Comparison of Query Times Between TiDB JSON Queries and Regular LIKE Queries Being Too Slow

Note:
This topic has been translated from a Chinese forum by GPT and might contain errors.

Original topic: TiDB json查询与常规like查询对比时间过慢

| username: TiDB小萌新

[TiDB Usage Environment] Production Environment
[TiDB Version] 5.4
For the same table with 18 million records, executing a count(*) operation with a LIKE fuzzy query takes only 0.2 seconds, while querying JSON data takes 10 seconds. According to the execution plan, using LIKE is slightly more efficient than using JSON queries. Could any experts advise on how to optimize this?

| username: tidb菜鸟一只 | Original post link

The JSON function is the slowest function in the database. Using it means that the JSON function has to be executed for each row of data, which is definitely slower than directly querying the entire table…

| username: MrSylar | Original post link

The functions json_contains and json_array are not supported for pushdown by TiFlash, which results in too much unnecessary data being returned to the TiDB server for further processing.

| username: MrSylar | Original post link

I think a feasible approach is to add new where conditions to reduce the intermediate result set.

| username: TiDB小萌新 | Original post link

I converted the JSON to VARCHAR type. Would using LIKE be better? The content for LIKE is unique.

| username: TiDB小萌新 | Original post link

What if we directly convert the field to varchar type?

| username: 有猫万事足 | Original post link

The TiDB version is too low; there’s no good solution in 5.4. If it’s 7.1, for commonly used JSON query nodes, you can consider using generated columns.

If there are multiple values within a node, you can also create a multi-valued index.

If you can upgrade, consider preparing for an upgrade.

| username: Jellybean | Original post link

The JSON generated column index is a very good feature. We have used this feature in our production environment, and it has significantly improved the efficiency of JSON query filtering. The business side is very satisfied with the response speed, and I highly recommend using it.

| username: redgame | Original post link

Is the index appropriate?

| username: zhanggame1 | Original post link

LIKE is definitely faster. It scans the string and returns success if it contains the specified pattern, whereas the function also needs to parse the JSON file.

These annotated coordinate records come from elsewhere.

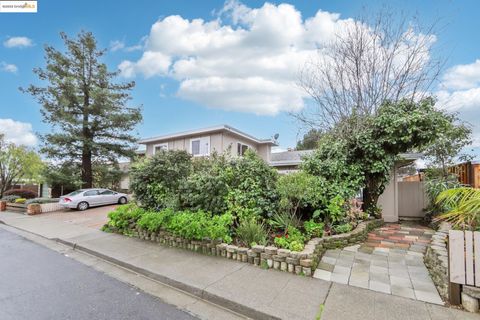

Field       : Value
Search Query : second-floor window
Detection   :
[237,142,249,156]
[153,143,168,154]
[190,137,210,157]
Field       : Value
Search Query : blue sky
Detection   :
[0,0,480,156]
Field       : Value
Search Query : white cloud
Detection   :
[436,59,480,155]
[0,119,37,146]
[3,37,33,48]
[110,38,145,52]
[0,61,18,73]
[119,1,350,115]
[110,40,125,52]
[443,59,480,90]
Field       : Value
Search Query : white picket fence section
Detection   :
[40,202,63,213]
[448,230,480,287]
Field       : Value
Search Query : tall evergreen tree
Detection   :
[21,31,142,188]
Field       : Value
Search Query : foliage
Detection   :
[333,223,353,234]
[235,219,268,246]
[0,134,43,198]
[92,161,123,190]
[277,170,324,216]
[436,187,480,230]
[304,98,462,214]
[325,195,346,223]
[21,31,142,188]
[133,208,233,243]
[303,219,325,239]
[137,208,175,232]
[42,161,123,193]
[423,114,472,179]
[130,150,192,210]
[274,227,305,251]
[425,176,462,214]
[106,203,145,233]
[3,189,37,199]
[2,194,20,203]
[166,211,233,243]
[268,211,302,230]
[25,198,59,204]
[345,198,368,225]
[180,154,228,214]
[224,150,278,221]
[42,161,82,195]
[295,129,322,150]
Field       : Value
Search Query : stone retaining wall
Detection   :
[424,222,452,300]
[123,219,383,277]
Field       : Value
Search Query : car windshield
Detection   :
[67,190,84,196]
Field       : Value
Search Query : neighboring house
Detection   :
[269,150,313,174]
[138,125,277,162]
[378,153,426,222]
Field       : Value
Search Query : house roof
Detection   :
[138,124,277,146]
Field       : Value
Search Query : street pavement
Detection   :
[0,229,196,320]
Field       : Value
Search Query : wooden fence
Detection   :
[448,230,480,304]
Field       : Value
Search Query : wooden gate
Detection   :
[448,230,480,304]
[398,181,427,218]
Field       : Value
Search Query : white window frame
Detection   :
[153,142,168,154]
[237,141,253,157]
[190,136,211,157]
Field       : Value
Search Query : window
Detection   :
[83,190,98,197]
[237,142,250,156]
[190,137,210,157]
[153,143,168,154]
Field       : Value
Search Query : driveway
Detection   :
[39,204,118,230]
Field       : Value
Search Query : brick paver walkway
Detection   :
[314,222,443,304]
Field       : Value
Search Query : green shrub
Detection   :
[130,151,192,210]
[223,150,278,223]
[2,194,20,203]
[106,203,145,232]
[268,211,302,230]
[137,208,175,232]
[166,211,233,243]
[277,171,323,219]
[303,220,325,238]
[180,154,228,214]
[3,189,38,199]
[333,223,352,234]
[235,220,268,246]
[274,227,305,251]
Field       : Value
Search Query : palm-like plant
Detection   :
[436,187,480,230]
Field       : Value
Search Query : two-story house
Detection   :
[139,125,277,163]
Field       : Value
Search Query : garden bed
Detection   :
[109,215,383,277]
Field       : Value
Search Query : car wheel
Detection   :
[77,201,88,211]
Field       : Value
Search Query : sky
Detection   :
[0,0,480,154]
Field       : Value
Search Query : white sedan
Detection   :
[58,188,128,211]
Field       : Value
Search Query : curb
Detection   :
[51,238,280,320]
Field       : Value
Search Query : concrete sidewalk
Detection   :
[0,212,480,320]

| username: tidb菜鸟一只 | Original post link

Using LIKE would be better for two reasons: first, it doesn’t require JSON functions to parse fields, and second, LIKE can be pushed down. However, I’ve never understood why JSON needs to be stored in the database. Why can’t the application layer parse the JSON and store the key fields directly in the table? If you really need to store a lot of JSON fields, wouldn’t it be better to use MongoDB? The so-called generated columns are essentially parsing the JSON, storing the key fields in the table, and then creating an index. Why should this work be done in the database? Wouldn’t it be better to do it at the application layer?

| username: TiDBer_iCdTOZ1r | Original post link

It can be converted to varchar.

| username: cy6301567 | Original post link

It is recommended not to use JSON. If you have to use fuzzy search, try to use a single LIKE to go through the index. If it’s a large amount of data, it’s better to use Elasticsearch for fuzzy search.

| username: system | Original post link

This topic was automatically closed 60 days after the last reply. New replies are no longer allowed.